The difference between “stack frame” i.e. local memory usage and “video memory(by the CPU)” i.e. global memory usage should not really have much impact on performance unless the data is being accessed more than once. If the data is being accessed more than once, then move the data up the memory hierarchy to achieve higher performance. The method of doing this isn’t any different when using CDP kernels: most likely the data passed to the kernel is passed in global memory. From there, you could move it “up the hierarchy” for example by moving data that sees significant re-use into shared memory.
Having stated that, Dynamic Parallelism is not a universal method for increasing code performance. Dynamic Parallelism has benefits in terms of code reuse, reducing host/device synchronization traffic, and in general allowing the programmer to express algorithms in a more natural way. It may also have the benefit of allowing certain types of algorithm realizations to more fully utilize the GPU.
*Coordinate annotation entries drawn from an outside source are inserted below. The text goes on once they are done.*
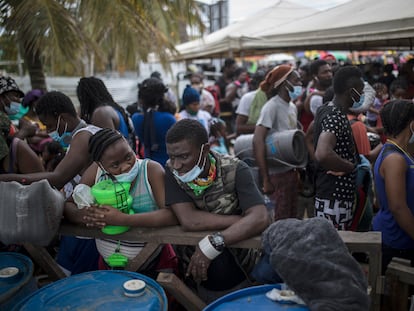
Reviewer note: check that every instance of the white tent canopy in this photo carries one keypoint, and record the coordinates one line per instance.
(355, 25)
(233, 37)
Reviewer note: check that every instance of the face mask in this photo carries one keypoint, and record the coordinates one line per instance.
(297, 90)
(194, 172)
(13, 109)
(130, 175)
(359, 103)
(411, 141)
(64, 139)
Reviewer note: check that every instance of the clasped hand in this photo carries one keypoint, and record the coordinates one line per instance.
(198, 266)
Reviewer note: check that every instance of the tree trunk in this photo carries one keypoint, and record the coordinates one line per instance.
(35, 67)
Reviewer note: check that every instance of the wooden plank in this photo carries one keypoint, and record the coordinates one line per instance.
(369, 242)
(173, 285)
(42, 257)
(142, 257)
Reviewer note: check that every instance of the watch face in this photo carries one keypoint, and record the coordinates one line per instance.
(217, 241)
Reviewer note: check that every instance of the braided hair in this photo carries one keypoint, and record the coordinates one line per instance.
(396, 116)
(92, 93)
(152, 96)
(54, 103)
(187, 129)
(100, 141)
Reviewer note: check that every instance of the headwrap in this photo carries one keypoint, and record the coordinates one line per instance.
(275, 77)
(7, 84)
(31, 97)
(4, 133)
(190, 95)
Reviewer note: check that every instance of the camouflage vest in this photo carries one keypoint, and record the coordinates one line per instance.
(221, 196)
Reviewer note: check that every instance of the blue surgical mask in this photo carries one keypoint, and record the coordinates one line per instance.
(64, 139)
(194, 172)
(130, 175)
(13, 109)
(359, 103)
(297, 91)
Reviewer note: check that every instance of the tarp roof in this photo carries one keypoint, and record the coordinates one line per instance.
(232, 37)
(355, 25)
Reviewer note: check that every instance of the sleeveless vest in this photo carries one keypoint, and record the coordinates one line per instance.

So a few of the above benefits (reducing host/device synchronization traffic, allowing certain types of algorithm realizations to more fully utilize the GPU), if they are significant in your application, may allow a code exploiting CDP to run faster than a corresponding code that does not. But CDP is not first and foremost a general technique for increasing code performance. If your code can be expressed in kernels that efficiently and fully utilize the GPU, it’s not likely that an alternate, CDP based realization will yield any significant performance benefits.